The role of bilateral inferior petrosal sinus sampling in the diagnosis of Cushing's syndrome

Adrenocorticotropin hormone (ACTH)-dependent Cushing's syndrome is most often due to a pituitary corticotroph adenoma, with ectopic ACTH-secreting tumors representing approximately 15 percent of cases. Biochemical and radiological techniques have been established to help distinguish between these two entities, and thus aid in the localization of the neoplastic lesion for surgical resection. The test that offers the highest sensitivity and specificity is bilateral inferior petrosal sinus sampling (BIPSS). BIPSS is an interventional radiology procedure in which ACTH levels obtained from venous drainage very near the pituitary gland are compared to peripheral blood levels before and after corticotropin hormone (CRH) stimulation. A gradient between these two locations indicates pituitary Cushing's, whereas the absence of a gradient suggests ectopic Cushing's. Accurate BIPSS results require hypercortisolemia to suppress normal corticotroph ACTH production and hypercortisolemia at the time of the BIPSS to assure excessive ACTH secretion. In some cases, intrapituitary gradients from side-to-side can be helpful to localize small corticotroph adenomas within the sella. BIPSS has rare complications and is considered safe when performed at centers with experience in this specialized technique.

A síndrome de Cushing (SC) ACTH-dependente é mais freqüentemente devida a um adenoma corticotrófico da hipófise, com os tumores ectópicos secretores de ACTH representando aproximadamente 15 por cento dos casos. Técnicas bioquímicas e radiológicas foram estabelecidas para permitir a distinção entre essas duas entidades e, assim, auxiliar na localização da lesão neoplásica para ressecção cirúrgica. O teste que oferece a mais alta sensibilidade e especificidade é a coleta bilateral de amostras de sangue do seio petroso inferior (BIPSS).
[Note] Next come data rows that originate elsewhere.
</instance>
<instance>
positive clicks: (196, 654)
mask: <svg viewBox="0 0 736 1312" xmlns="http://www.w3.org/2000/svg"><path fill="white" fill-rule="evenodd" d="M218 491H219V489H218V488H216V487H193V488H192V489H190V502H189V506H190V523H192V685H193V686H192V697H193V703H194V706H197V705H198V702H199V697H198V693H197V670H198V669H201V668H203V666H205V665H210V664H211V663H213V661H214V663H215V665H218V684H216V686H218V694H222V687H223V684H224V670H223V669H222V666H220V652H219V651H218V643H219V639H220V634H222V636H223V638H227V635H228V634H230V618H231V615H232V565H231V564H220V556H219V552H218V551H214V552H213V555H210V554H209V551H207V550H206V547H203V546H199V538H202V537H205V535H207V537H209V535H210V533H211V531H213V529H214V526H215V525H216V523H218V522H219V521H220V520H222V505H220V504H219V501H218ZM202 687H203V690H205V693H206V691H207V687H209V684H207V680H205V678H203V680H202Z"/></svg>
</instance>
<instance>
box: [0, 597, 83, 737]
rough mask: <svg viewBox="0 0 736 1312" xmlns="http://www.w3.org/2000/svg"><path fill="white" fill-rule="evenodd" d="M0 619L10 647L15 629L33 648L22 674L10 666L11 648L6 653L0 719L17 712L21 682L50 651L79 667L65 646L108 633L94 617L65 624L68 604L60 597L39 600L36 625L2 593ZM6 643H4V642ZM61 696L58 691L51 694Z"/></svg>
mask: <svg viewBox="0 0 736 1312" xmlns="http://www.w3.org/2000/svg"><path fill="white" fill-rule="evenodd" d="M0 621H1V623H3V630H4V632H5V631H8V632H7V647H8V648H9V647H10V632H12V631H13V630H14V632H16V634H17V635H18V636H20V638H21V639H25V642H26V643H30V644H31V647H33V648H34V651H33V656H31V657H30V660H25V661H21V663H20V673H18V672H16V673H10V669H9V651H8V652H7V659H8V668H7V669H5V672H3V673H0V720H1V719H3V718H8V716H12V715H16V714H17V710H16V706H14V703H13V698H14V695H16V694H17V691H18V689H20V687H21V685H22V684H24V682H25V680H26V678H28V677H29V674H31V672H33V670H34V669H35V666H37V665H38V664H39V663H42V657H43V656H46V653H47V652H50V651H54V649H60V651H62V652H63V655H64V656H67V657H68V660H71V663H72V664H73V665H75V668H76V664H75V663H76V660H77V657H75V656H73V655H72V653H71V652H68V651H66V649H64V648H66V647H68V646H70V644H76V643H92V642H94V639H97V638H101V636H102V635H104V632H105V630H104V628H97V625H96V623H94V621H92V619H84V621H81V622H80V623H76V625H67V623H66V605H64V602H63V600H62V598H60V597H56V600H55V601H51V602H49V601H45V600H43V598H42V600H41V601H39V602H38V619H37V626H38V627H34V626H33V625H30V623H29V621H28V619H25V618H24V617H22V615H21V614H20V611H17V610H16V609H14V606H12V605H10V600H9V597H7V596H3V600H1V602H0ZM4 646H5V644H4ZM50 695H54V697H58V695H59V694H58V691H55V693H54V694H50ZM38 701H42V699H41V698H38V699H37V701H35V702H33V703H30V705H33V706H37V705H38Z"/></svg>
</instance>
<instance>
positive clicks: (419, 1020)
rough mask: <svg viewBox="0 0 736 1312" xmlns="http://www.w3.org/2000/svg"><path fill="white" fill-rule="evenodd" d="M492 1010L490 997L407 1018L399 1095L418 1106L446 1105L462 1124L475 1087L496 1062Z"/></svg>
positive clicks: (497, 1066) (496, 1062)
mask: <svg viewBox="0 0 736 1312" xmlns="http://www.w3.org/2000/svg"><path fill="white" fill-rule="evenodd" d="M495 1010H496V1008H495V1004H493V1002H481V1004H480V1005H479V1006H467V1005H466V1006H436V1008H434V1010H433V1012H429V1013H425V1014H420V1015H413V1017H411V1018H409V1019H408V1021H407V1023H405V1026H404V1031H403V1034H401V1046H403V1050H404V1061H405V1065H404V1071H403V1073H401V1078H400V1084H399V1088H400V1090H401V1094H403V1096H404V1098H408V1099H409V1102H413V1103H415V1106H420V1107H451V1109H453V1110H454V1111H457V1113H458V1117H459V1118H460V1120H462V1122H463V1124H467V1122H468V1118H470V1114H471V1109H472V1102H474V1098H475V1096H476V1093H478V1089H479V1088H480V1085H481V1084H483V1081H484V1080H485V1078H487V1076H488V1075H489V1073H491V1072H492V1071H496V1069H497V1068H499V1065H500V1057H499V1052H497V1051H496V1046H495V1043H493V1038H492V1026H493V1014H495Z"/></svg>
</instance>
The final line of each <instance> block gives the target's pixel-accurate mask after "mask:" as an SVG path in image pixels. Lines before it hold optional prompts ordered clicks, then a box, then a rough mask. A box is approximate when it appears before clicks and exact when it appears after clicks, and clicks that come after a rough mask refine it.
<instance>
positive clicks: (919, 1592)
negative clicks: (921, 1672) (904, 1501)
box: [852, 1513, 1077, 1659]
BIPSS é um procedimento de intervenção radiológica no qual os níveis de ACTH obtidos da drenagem venosa bem próxima da hipófise são comparados com os níveis sanguíneos periféricos antes e após estímulo com corticorrelina (CRH). Um gradiente entre essas duas localizações indica SC hipofisário, enquanto a ausência de gradiente sugere SC ectópica. Resultados acurados na BIPSS requerem a presença de hipercortisolemia e que ela suprima normalmente a produção de ACTH pelo corticotrofos por ocasião da BIPSS para garantir a secreção excessiva de ACTH. Em alguns casos, os gradientes intra-hipofisários de um lado para outro podem ser úteis na localização de pequenos adenomas corticotróficos no interior da sela. A BIPSS raramente apresenta complicações, sendo considerada segura quando realizada em centros com experiência nessa técnica especializada.